Answer
The system can be solved by using Cramer's Rule:
$x_1=-3$ and $x_2=4$
Work Step by Step
The coefficient matrix is
$A=\left[\begin {array}{cc}
2&-1\\
3&2
\end{array}\right]$
and $|A|=7 \neq0 $. Then $ A$ is a nonsingular matrix such that
$AX=B$, where $X=\left[\begin {array}{c}
x_1\\
x_2
\end{array}\right]$ and
$B=\left[\begin {array}{c}
-10\\
-1
\end{array}\right]$
since $A$ is a nonsingular matrix, then we can use Cramer's Rule to solve the linear system.
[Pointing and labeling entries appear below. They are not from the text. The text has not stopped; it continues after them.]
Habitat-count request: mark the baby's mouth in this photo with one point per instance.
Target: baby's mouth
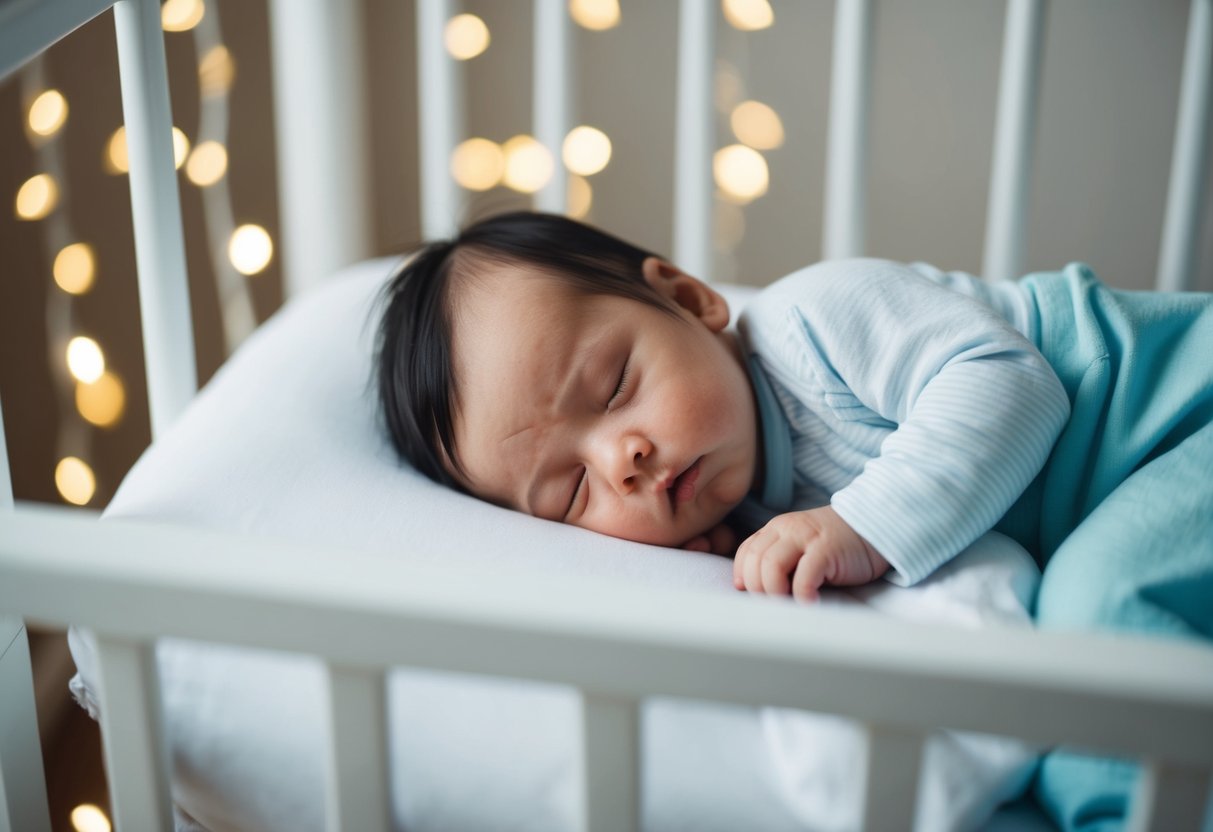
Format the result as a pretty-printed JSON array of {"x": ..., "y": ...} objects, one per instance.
[{"x": 683, "y": 488}]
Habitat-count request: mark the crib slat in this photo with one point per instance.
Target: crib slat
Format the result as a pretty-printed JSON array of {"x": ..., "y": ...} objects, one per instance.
[
  {"x": 440, "y": 103},
  {"x": 22, "y": 784},
  {"x": 1169, "y": 797},
  {"x": 844, "y": 224},
  {"x": 359, "y": 788},
  {"x": 137, "y": 762},
  {"x": 694, "y": 136},
  {"x": 610, "y": 763},
  {"x": 159, "y": 240},
  {"x": 1182, "y": 227},
  {"x": 553, "y": 96},
  {"x": 890, "y": 788},
  {"x": 1014, "y": 140},
  {"x": 319, "y": 124}
]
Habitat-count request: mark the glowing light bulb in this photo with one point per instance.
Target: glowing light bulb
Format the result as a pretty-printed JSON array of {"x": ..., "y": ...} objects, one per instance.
[
  {"x": 47, "y": 113},
  {"x": 581, "y": 197},
  {"x": 181, "y": 15},
  {"x": 38, "y": 197},
  {"x": 85, "y": 359},
  {"x": 466, "y": 36},
  {"x": 757, "y": 125},
  {"x": 117, "y": 160},
  {"x": 529, "y": 164},
  {"x": 208, "y": 164},
  {"x": 250, "y": 249},
  {"x": 740, "y": 172},
  {"x": 74, "y": 268},
  {"x": 596, "y": 15},
  {"x": 102, "y": 402},
  {"x": 586, "y": 150},
  {"x": 478, "y": 164},
  {"x": 75, "y": 483},
  {"x": 216, "y": 72},
  {"x": 749, "y": 15}
]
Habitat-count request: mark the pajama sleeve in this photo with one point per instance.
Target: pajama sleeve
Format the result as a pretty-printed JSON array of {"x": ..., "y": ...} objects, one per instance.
[{"x": 972, "y": 405}]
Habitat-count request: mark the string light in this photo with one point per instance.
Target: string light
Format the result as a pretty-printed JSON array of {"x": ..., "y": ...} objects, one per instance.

Thus the linear system has the unique solution
$x_1=|A_1|/|A|$ and $x_2=|A_2|/|A|$
where $A_1=\left[\begin {array}{c}
-10&-1\\
-1&2
\end{array}\right]$
$A_2=\left[\begin {array}{c}
2&-10\\
3&-1
\end{array}\right]$
and then $|A_1|=-21 $ and $|A_2|=28$
therefore, $x_1=|A_1|/|A|=-21/7=-3$ and $x_2=|A_2|/|A|=28/7=4$